Nous parlons ici de la communication initiale entre deux ou plusieurs personnes qui ne se connaissent pas. Ce n’est pas une règle écrite, c’est une règle d’usage. Elle est immémoriale et universelle. Et elle reste encore solidement ancrée dans les usages – l’invité à une soirée, par un intermédiaire, dans un groupe social nouveau se fait le devoir de venir avec un petit cadeau ! Voir aussi cet exemple de C. Levi-Strauss.

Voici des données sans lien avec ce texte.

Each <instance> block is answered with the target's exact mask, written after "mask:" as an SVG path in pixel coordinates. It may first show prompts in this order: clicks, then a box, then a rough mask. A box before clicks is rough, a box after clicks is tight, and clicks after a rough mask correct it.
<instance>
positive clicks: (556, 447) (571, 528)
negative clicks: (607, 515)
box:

Cette pratique est en effet essentielle pour la sérénité de la vie sociale. C’est pour cela qu’elle doit être considérée comme une règle majeure de cette décence ordinaire mise en valeur par G. Orwell, et que nous définissons comme « l’ensemble des règles de comportement vertueux que pratiquent spontanément dans la vie quotidienne les gens ordinaires afin de rendre la vie sociale plus confiante. » (La décence ordinaire malgré tout)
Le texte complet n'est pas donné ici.